Academic background
- Alma mater: Wageningen Universiteit
- Thesis: Records and reputations : everyday politics of a Philippine development NGO (2000)

= Dorothea Hilhorst =

Professor of humanitarian studies

Dorothea Johanna Maria (Thea) Hilhorst is a professor of humanitarian studies at the International Institute for Social Studies of Erasmus University in The Hague, The Netherlands.

== Education and career ==
Hilhorst received her Ph.D. from Wageningen University in 2000 with the thesis title Records and Reputations: Everyday Politics of a Philippine Development NGO. She was a professor for humanitarian aid at Wageningen University. As of 2022, Hilhorst was a professor at Leiden University and at Rotterdam. Hilhorst is the president of the International Humanitarian Studies Association.

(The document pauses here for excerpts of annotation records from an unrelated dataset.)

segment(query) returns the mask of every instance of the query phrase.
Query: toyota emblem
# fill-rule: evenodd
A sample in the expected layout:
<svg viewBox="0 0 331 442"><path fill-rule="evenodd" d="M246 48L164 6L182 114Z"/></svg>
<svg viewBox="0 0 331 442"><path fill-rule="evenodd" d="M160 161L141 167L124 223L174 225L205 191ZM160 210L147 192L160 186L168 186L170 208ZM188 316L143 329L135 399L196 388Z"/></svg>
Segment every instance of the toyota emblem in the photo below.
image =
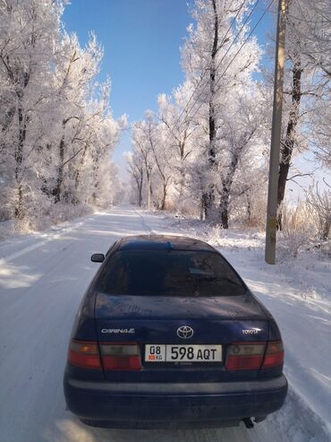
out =
<svg viewBox="0 0 331 442"><path fill-rule="evenodd" d="M193 336L194 331L191 327L188 325L182 325L177 329L177 336L182 339L189 339Z"/></svg>

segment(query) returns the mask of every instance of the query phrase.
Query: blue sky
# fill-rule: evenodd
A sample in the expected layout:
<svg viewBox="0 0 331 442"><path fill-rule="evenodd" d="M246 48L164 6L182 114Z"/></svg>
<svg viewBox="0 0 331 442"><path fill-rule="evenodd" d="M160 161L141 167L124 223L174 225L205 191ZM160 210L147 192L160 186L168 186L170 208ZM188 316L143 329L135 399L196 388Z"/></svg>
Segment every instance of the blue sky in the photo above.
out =
<svg viewBox="0 0 331 442"><path fill-rule="evenodd" d="M93 30L104 47L99 80L110 75L115 117L127 114L131 122L141 119L146 109L156 109L159 93L171 93L182 82L180 47L192 22L188 3L192 0L72 0L66 6L66 30L76 32L82 46ZM266 7L259 3L252 25ZM270 23L266 16L257 29L261 44ZM123 152L130 149L126 132L113 157L122 172Z"/></svg>

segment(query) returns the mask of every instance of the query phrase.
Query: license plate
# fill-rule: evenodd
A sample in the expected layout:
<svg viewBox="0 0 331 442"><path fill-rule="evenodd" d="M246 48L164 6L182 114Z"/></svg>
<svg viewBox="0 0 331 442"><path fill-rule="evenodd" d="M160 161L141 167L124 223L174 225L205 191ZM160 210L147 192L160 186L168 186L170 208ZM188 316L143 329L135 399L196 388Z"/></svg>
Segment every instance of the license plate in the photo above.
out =
<svg viewBox="0 0 331 442"><path fill-rule="evenodd" d="M145 362L221 362L222 345L147 344Z"/></svg>

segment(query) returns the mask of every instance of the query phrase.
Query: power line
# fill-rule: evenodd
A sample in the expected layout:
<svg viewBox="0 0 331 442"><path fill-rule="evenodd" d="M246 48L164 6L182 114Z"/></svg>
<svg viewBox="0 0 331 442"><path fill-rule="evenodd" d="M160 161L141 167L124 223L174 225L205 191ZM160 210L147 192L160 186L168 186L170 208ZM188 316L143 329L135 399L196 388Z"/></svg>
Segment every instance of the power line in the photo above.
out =
<svg viewBox="0 0 331 442"><path fill-rule="evenodd" d="M238 15L240 14L240 12L242 11L242 6L243 6L243 5L244 5L244 4L246 3L246 1L247 1L247 0L243 0L243 2L242 3L242 4L241 4L240 8L239 8L239 9L238 9L238 11L237 11L237 13L235 14L235 16L234 16L233 20L233 21L231 22L231 23L230 23L230 26L228 27L228 29L227 29L227 30L226 30L226 32L225 32L225 35L224 36L224 38L222 39L221 43L219 44L218 48L216 48L216 52L220 49L220 48L222 47L222 45L225 42L225 40L226 40L226 37L227 37L228 33L230 32L231 28L233 27L233 25L234 22L237 20ZM258 4L258 1L259 1L259 0L257 0L257 2L256 2L256 4L255 4L255 5ZM245 22L245 23L246 23L246 22ZM245 24L245 23L244 23L244 24ZM236 37L238 37L238 35L239 35L239 32L238 32L238 34L237 34L237 36L236 36ZM234 40L233 40L233 41L234 41ZM231 48L231 46L233 45L233 43L230 45L230 48ZM226 51L226 52L228 52L228 51ZM225 54L225 55L226 55L226 54ZM223 58L224 58L224 56L223 56ZM223 58L222 58L222 60L223 60ZM221 60L221 62L222 62L222 60ZM183 109L182 109L182 111L181 112L181 115L179 116L179 117L178 117L178 119L177 119L176 125L177 125L177 124L181 121L181 118L182 118L182 115L184 114L185 110L187 110L188 106L189 106L189 104L191 103L191 100L192 100L192 98L194 97L195 92L197 91L197 90L198 90L199 86L201 84L201 82L202 82L202 80L203 80L203 78L204 78L204 76L206 75L206 74L207 74L207 72L208 72L208 67L207 67L207 68L203 71L202 75L200 76L200 78L199 78L199 82L198 82L198 84L197 84L197 85L196 85L196 87L194 88L194 91L192 91L192 93L191 93L191 97L190 97L190 100L188 100L188 102L186 103L186 105L185 105L184 108L183 108ZM182 126L182 125L179 125L178 128L180 128L180 127L181 127L181 126Z"/></svg>
<svg viewBox="0 0 331 442"><path fill-rule="evenodd" d="M219 83L219 82L222 80L222 78L224 77L225 74L226 73L226 71L228 70L228 68L230 67L230 65L233 64L233 62L234 61L234 59L236 58L236 56L238 56L238 54L240 53L240 51L242 49L242 48L245 46L245 44L247 43L247 41L250 39L250 38L251 37L252 33L254 32L254 30L257 29L257 27L259 26L259 24L260 23L260 22L262 21L263 17L266 15L266 13L267 13L267 11L270 9L272 4L274 3L275 0L271 0L267 8L264 11L264 13L262 13L262 15L259 17L259 21L257 22L257 23L255 24L254 28L252 28L252 30L250 30L250 32L249 33L247 39L245 39L245 41L242 44L242 46L240 47L240 48L238 49L238 51L235 53L234 56L233 57L233 59L230 61L230 63L228 64L228 65L225 67L225 69L223 71L223 73L221 74L220 77L218 78L218 80L215 83L215 87L217 86L217 84ZM239 35L240 31L238 32L237 35ZM219 66L219 64L217 65L217 67ZM202 89L202 91L204 90L205 88ZM201 95L201 92L202 91L200 91L200 93L198 95L197 99L195 100L195 102L193 103L193 106L191 106L191 109L192 109L194 108L194 105L195 103L198 101L199 96ZM191 116L191 117L195 117L198 113L198 111L199 110L199 108L201 108L201 106L203 105L204 103L203 102L200 102L199 106L198 107L197 110L194 112L194 114ZM181 125L182 126L182 125Z"/></svg>

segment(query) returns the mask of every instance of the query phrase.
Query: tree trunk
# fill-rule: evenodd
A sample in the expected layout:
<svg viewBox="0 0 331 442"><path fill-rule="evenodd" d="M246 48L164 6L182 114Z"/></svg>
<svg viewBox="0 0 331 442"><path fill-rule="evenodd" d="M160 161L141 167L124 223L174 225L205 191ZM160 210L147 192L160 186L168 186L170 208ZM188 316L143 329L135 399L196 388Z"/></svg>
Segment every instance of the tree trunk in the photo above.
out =
<svg viewBox="0 0 331 442"><path fill-rule="evenodd" d="M285 140L281 146L281 159L278 175L278 192L277 192L277 228L283 229L282 225L282 203L285 195L285 186L288 172L291 166L291 159L295 145L296 127L299 121L300 101L301 99L301 65L299 56L296 56L293 68L293 86L292 86L292 108L286 128Z"/></svg>
<svg viewBox="0 0 331 442"><path fill-rule="evenodd" d="M235 170L238 165L239 155L233 154L231 160L230 166L227 170L226 177L222 179L222 195L219 203L221 224L223 229L229 228L229 201L230 192L233 185Z"/></svg>
<svg viewBox="0 0 331 442"><path fill-rule="evenodd" d="M21 186L22 177L20 176L21 173L21 164L23 161L23 146L26 138L26 118L23 116L23 110L21 108L18 109L19 117L19 140L14 152L15 159L15 182L17 188L17 198L14 207L14 216L16 220L21 221L24 218L23 210L23 188Z"/></svg>
<svg viewBox="0 0 331 442"><path fill-rule="evenodd" d="M209 74L209 121L208 121L208 132L209 132L209 145L208 145L208 166L210 170L214 170L216 167L216 126L215 117L215 82L216 82L216 57L217 54L218 47L218 14L216 4L216 0L212 0L214 9L214 40L213 48L211 52L211 63L210 63L210 74ZM203 196L204 202L204 212L206 219L210 218L212 213L212 208L215 204L215 186L212 184L208 186L208 189Z"/></svg>
<svg viewBox="0 0 331 442"><path fill-rule="evenodd" d="M56 186L53 190L55 203L61 200L62 185L64 182L64 134L63 134L59 144L59 165L57 168Z"/></svg>

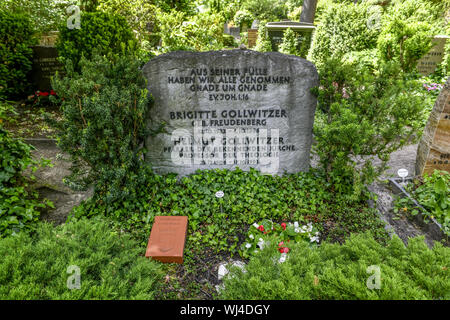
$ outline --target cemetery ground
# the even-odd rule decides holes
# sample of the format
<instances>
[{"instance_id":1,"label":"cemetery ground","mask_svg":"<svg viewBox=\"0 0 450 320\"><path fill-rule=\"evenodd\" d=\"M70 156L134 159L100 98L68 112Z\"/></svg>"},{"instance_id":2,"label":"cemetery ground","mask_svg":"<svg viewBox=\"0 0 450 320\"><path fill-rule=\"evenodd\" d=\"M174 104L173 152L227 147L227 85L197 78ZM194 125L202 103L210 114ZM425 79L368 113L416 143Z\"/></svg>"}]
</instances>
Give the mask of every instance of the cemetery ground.
<instances>
[{"instance_id":1,"label":"cemetery ground","mask_svg":"<svg viewBox=\"0 0 450 320\"><path fill-rule=\"evenodd\" d=\"M48 129L48 122L45 121L45 119L60 116L58 112L52 106L49 108L33 109L22 103L17 104L16 110L17 113L8 113L9 117L7 117L8 120L5 125L6 127L10 126L9 128L11 128L15 136L22 137L34 145L35 150L32 154L35 160L46 158L51 161L52 166L39 168L34 173L37 179L32 189L39 192L41 200L44 198L51 200L54 207L47 207L41 210L39 219L49 222L51 225L39 226L34 231L36 234L32 242L31 239L19 238L22 241L30 241L30 243L33 243L33 247L30 244L27 248L20 248L21 258L15 264L24 263L28 260L29 257L27 258L25 256L27 254L36 260L46 260L47 258L43 256L46 254L46 247L41 245L41 241L50 241L50 243L47 243L47 247L52 246L52 248L58 248L58 245L61 246L61 242L58 243L58 238L64 238L65 235L72 236L62 241L63 246L73 247L74 243L70 244L71 241L81 241L79 245L85 245L90 251L95 246L99 246L101 250L102 246L111 245L114 248L115 246L121 245L119 249L116 248L114 250L119 250L118 252L122 253L124 244L117 243L117 239L112 241L112 244L107 241L104 243L103 239L92 240L95 234L101 234L103 232L110 234L110 239L115 235L123 233L126 236L130 236L130 243L125 244L125 247L129 246L128 248L133 251L135 258L141 257L142 260L145 260L143 255L151 229L151 218L145 223L139 221L139 218L135 219L132 223L117 223L114 219L107 217L101 219L94 218L92 220L80 218L79 222L76 222L75 219L75 222L69 223L67 227L62 227L67 217L77 212L77 206L80 206L83 200L88 200L92 197L92 190L74 191L63 183L64 177L70 173L70 160L57 147L52 136L52 131ZM23 114L27 116L23 117ZM38 137L38 139L33 140L35 137ZM375 235L375 239L384 245L389 243L389 238L394 234L405 245L410 242L410 246L411 243L415 243L410 238L423 236L428 247L432 248L434 240L427 235L427 232L423 228L414 223L408 215L404 214L399 216L394 212L395 195L392 193L387 182L387 178L396 176L396 170L398 168L406 168L409 172L414 172L416 152L417 144L411 144L391 154L388 163L389 168L369 188L373 192L373 195L376 195L376 198L366 195L357 200L334 199L333 194L322 191L323 183L326 182L320 177L320 171L317 169L312 169L310 173L290 175L287 178L261 176L256 171L247 173L239 171L204 172L182 179L180 184L177 184L176 179L171 176L159 177L156 188L153 186L147 189L148 193L144 196L145 199L142 203L148 202L147 205L149 207L156 208L158 214L163 215L176 215L178 214L177 210L180 212L186 212L187 210L189 212L190 224L188 229L189 236L185 248L185 261L182 265L159 263L156 263L157 266L152 265L150 269L153 269L147 274L148 278L144 284L136 280L139 286L147 285L147 287L140 292L142 295L135 297L143 299L302 299L308 296L311 297L311 295L303 297L296 295L283 296L283 294L276 290L273 296L267 296L267 293L261 292L254 293L254 295L246 295L242 293L242 289L238 290L237 295L233 295L233 290L236 290L236 283L230 283L229 286L232 289L221 295L220 290L223 288L223 279L219 279L219 267L225 265L225 263L229 263L227 267L230 269L233 261L249 263L249 257L239 255L239 249L249 241L247 231L251 228L251 222L256 221L259 223L267 217L276 217L273 220L278 224L287 221L300 221L300 223L305 224L313 222L314 226L317 226L318 230L320 230L321 243L330 242L343 245L341 247L343 251L345 251L345 246L348 245L346 244L346 240L348 241L350 234L364 233L367 231ZM317 159L313 156L312 167L317 166ZM152 183L154 182L152 181ZM214 193L217 190L224 191L225 196L223 199L214 197ZM158 196L157 193L161 194ZM195 202L199 204L193 205ZM375 208L372 208L373 205L371 203L376 204ZM83 205L79 208L81 208L81 211L86 210L83 208ZM203 218L202 215L205 212L207 214ZM239 219L236 221L225 217L242 212L246 214L240 214ZM51 227L58 225L59 227L57 229ZM102 231L105 228L107 230ZM46 234L46 236L40 239L42 234ZM51 235L50 240L49 235ZM76 238L73 238L74 236ZM81 240L82 237L90 239L90 243L83 242ZM51 241L56 242L52 243ZM361 242L363 240L359 239L357 241ZM309 241L305 243L307 242ZM9 243L7 244L10 245ZM373 243L371 245L373 246ZM303 252L304 250L310 250L309 248L298 249L291 247L292 249L303 250ZM64 250L64 248L61 247L58 250ZM109 250L112 249L110 248ZM266 248L266 250L268 249ZM420 247L420 250L424 250L424 248ZM278 250L274 249L274 252L278 252ZM81 254L84 255L84 253ZM273 255L272 252L266 252L266 254ZM92 268L88 272L93 273L93 275L87 276L86 278L92 281L94 288L98 287L96 286L96 274L98 272L103 274L103 271L95 269L102 269L100 267L101 263L107 265L110 263L114 264L114 259L117 259L114 254L108 251L103 253L103 255L97 261L94 259L94 261L87 262L86 268ZM131 254L131 256L133 255ZM59 257L61 260L74 258L79 259L79 257L77 258L77 253L75 255L73 253L65 253ZM135 259L129 256L128 258ZM108 259L112 260L109 261ZM298 259L298 257L292 254L290 259L294 260ZM66 264L64 260L56 260L57 262L55 263ZM120 261L117 264L117 270L120 267L123 268L121 272L129 272L126 263L126 261ZM141 261L140 263L143 262ZM267 261L264 263L267 263ZM311 263L314 264L314 261ZM89 264L92 264L92 266L89 267ZM10 268L12 266L11 264L9 265ZM273 272L270 268L268 270ZM258 272L266 271L264 269L264 271ZM139 271L141 276L146 274L142 274L141 272L142 270ZM235 270L235 272L239 272L239 270ZM37 270L35 274L36 279L39 275L43 278L50 276L45 275L45 273L47 271ZM53 274L56 275L56 273ZM57 278L60 276L57 275ZM326 277L324 275L320 279L327 281ZM312 289L317 286L317 279L319 278L314 275L311 280ZM12 283L15 281L13 280ZM112 279L102 280L102 286L113 286L111 283L108 283L110 281ZM305 280L300 279L298 281L302 282ZM37 285L39 282L41 280L38 280L34 285ZM63 283L63 279L60 282ZM36 291L24 290L24 286L29 285L31 283L25 283L19 286L17 286L17 283L14 283L9 288L13 293L10 292L8 296L14 297L15 299L29 298L30 295L34 298L43 299L51 298L52 296L76 299L76 295L69 293L65 295L63 293L65 289L61 288L61 285L51 288L46 287L45 289L41 285L38 285L38 288L41 288L41 292L38 292L39 289L36 289ZM246 285L244 284L244 286ZM106 290L104 293L95 292L94 290L93 292L79 292L79 294L83 299L115 299L131 295L125 289L120 293L115 292L114 294L108 293L108 290L105 288L104 290ZM89 287L87 291L89 291ZM0 294L5 293L0 292ZM370 296L367 297L363 293L360 294L359 297L362 299L370 298ZM339 297L346 298L345 295ZM350 295L347 298L351 297L358 297L358 294ZM323 293L321 293L316 298L321 299L326 298L326 296L323 296ZM329 298L334 299L336 296L331 295Z\"/></svg>"}]
</instances>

== Selected publications ==
- D.J.M. Hilhorst, B. Weijs and G. van der Haar (2017, eds) People, Aid and Institutions in Socio-Economic Recovery. Facing Fragilities. London, Earthscan/Routledge
- Jennifer B. Barrett, Margit van Wessel and Dorothea Hilhorst (2016) Advocacy for Development. Effectiveness, Monitoring and Evaluation. E-book, 91 page
- D.J.M. Hilhorst (2013). Disaster, Conflict and Society in Crisis. London and New York: Routledge Humanitarian studies
- G.E.A. Bankoff, G.E. Frerks & D.J.M. Hilhorst (2004). Mapping vulnerability. Disasters, development & people. London: Earthscan

- D.J.M. Hilhorst (2003). The real world of NGOs: Discourses, diversity and development. London: Zedbooks

== Honors and awards ==
Hilhorst received the Spinoza Prize, the highest Dutch scientific prize, in 2022.